Objectives:

Stereotactic body radiation therapy (SBRT) is an emerging modality for salvage therapy of previously irradiated, locally recurrent prostate cancer. However, concerns for toxicity associated with re-irradiation present a challenge for its widespread adoption. Adaptive radiation therapy potentially offers improved target coverage and normal tissue sparing, which may decrease the risk of significant toxicity. This review reports the clinical outcomes and toxicities in patients re-irradiated with either MR-guided or CT-guided adaptive SBRT.

Methods:

Thirteen patients previously treated with definitive radiation therapy of locally recurrent prostate cancer at a single institution from November 2021 to December 2023 were retrospectively reviewed under IRB approval.

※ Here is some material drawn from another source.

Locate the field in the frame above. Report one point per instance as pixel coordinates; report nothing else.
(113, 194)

Two patients had received previous LDR, two patients had been previously treated with HDR, and remaining patients received EBRT doses ranging from 72 – 80 Gy. Patients underwent a whole gland salvage protocol treatment consisting of a 30 Gy dose in 5 fractions, with all but one patient also receiving a simultaneous integrated boost to 34 Gy. Two patients (15%) received adaptive CT-guided treatment and eleven patients (85%) received adaptive MR-guided treatment. Three patients (23 %) received concurrent androgen deprivation therapy (ADT). None of the patients had rectal spacers or fiducial markers placed.

Results:

Patients recurred 3.7 to 15 years after initial radiation therapy. Median follow up after SBRT was 19 months (9-32 months). All plans were adapted almost daily before each treatment (mean adaption 4.8). Median pre-reirradiation PSA was 3.9 ng/mL (1.4-13.7). All patients experienced decrease in PSA by 3 months post treatment (mean drop 91.6% at 1-18 months), excluding one patient who is currently receiving ADT. Seven patients (54%) experienced a mild but stable PSA bounce compared to post treatment nadir. Out of the six patients who completed a pre- and post- American Urological Association (AUA) Symptom Score questionnaire, four patients (67%) had worsening of genitourinary (GU) symptoms from mild to moderate (33%) or higher moderate score (33%). Two patients (33%) had no change. Three patients (23.1%) developed RTOG grade 2 GU toxicity and three patients (23.1%) developed grade 1 GU toxicity. Three patients (23.1%) had no GU toxicity, both during treatment and at subsequent follow up. Four patients (30.8%) had unchanged grade 1 or 2 GU toxicity from pre-treatment. One patient (7.7%) developed grade 1 gastrointestinal (GI) toxicity. No patients developed grade 3 or 4 GU or GI toxicity.

Conclusion(s):

Both adaptive MR-guided and CT-guided whole gland SBRT are promising technologies for locally recurrent prostate cancer in previously irradiated patients by providing good biochemical control while minimizing GU and GI toxicities. Longer follow up and more patients are needed to better evaluate the effectiveness of adaptive SBRT in the re-irradiation setting.